M. A...a été admis au bénéfice de l'aide juridictionnelle totale par une décision du 26 juin 2017.
III. Par une requête, enregistrée le 29 juillet 2017 sous le n° 17NC01931, Mme E...B...épouseA..., représentée par MeC..., demande à la cour :
1°) d'annuler le jugement du tribunal administratif de Nancy du 2 mai 2017 ;
2°) d'annuler les décisions portant obligation de quitter le territoire et fixant le pays de renvoi du 12 décembre 2016 prises à son encontre ;
3°) d'enjoindre à la préfète de la Meuse, à titre principal, de lui délivrer un titre de séjour portant la mention " vie privée et familiale " dans un délai d'un mois à compter de la notification de l'arrêt à intervenir et, à titre subsidiaire, de réexaminer sa situation dans un délai d'un mois à compter de la notification de l'arrêt à intervenir et de lui délivrer durant ce réexamen une autorisation provisoire de séjour ;
4°) de mettre à la charge de l'Etat une somme de 1 800 euros, à verser à son conseil, sur le fondement des dispositions des articles L. 761-1 du code de justice administrative et 37 de la loi du 10 juillet 1991.
Elle invoque les mêmes moyens que ceux soulevés à l'appui de la requête n°17NC01929.
Mme A...a été admise au bénéfice de l'aide juridictionnelle totale par une décision du 26 juin 2017.
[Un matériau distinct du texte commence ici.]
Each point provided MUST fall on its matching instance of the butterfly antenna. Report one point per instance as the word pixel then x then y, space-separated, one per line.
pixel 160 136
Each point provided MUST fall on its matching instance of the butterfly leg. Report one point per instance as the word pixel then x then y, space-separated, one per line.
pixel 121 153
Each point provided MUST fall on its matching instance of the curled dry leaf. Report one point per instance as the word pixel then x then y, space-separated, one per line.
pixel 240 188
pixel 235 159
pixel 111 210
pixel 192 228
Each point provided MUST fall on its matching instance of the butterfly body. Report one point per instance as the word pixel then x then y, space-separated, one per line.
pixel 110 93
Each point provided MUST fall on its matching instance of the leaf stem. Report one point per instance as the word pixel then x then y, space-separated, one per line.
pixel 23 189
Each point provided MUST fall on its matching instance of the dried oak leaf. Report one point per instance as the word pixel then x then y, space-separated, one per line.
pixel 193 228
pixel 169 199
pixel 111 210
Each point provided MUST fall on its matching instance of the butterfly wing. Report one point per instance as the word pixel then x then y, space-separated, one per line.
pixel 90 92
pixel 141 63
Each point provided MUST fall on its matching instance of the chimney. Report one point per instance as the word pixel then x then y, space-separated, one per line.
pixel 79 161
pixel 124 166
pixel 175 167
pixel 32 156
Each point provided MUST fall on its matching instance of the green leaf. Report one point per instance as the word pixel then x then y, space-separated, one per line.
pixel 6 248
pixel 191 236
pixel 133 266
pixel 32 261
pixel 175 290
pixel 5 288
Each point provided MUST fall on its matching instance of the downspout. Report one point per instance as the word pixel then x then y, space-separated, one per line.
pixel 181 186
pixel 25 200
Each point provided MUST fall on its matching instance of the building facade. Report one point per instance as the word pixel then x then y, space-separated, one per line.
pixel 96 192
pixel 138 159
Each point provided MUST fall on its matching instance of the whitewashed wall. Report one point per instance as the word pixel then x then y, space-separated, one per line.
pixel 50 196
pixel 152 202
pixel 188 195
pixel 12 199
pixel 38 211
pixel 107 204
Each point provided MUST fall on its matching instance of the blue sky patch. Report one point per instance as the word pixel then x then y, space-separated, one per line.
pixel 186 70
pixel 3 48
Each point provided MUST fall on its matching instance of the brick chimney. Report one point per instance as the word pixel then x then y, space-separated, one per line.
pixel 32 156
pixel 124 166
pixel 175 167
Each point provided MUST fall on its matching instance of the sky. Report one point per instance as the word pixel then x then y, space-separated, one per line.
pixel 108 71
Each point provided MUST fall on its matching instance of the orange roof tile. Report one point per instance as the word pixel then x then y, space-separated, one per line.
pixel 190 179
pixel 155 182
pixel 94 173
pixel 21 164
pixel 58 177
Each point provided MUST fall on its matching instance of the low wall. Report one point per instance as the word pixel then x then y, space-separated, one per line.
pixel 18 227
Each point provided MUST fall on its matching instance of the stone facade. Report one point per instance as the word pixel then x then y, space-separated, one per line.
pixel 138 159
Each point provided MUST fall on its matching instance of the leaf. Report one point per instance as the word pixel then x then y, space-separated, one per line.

Vu les autres pièces des dossiers.
Vu :
- la charte des droits fondamentaux de l'Union européenne ;
- la convention européenne de sauvegarde des droits de l'homme et des libertés fondamentales ;
- la convention relative aux droits de l'enfant, signée à New-York le 26 janvier 1990 ;
- le code de l'entrée et du séjour des étrangers et du droit d'asile ;
- la loi n° 91-647 du 10 juillet 1991 ;
- le code de justice administrative.
Les parties ont été régulièrement averties du jour de l'audience.
Le président de la formation de jugement a dispensé le rapporteur public, sur sa proposition, de prononcer des conclusions à l'audience.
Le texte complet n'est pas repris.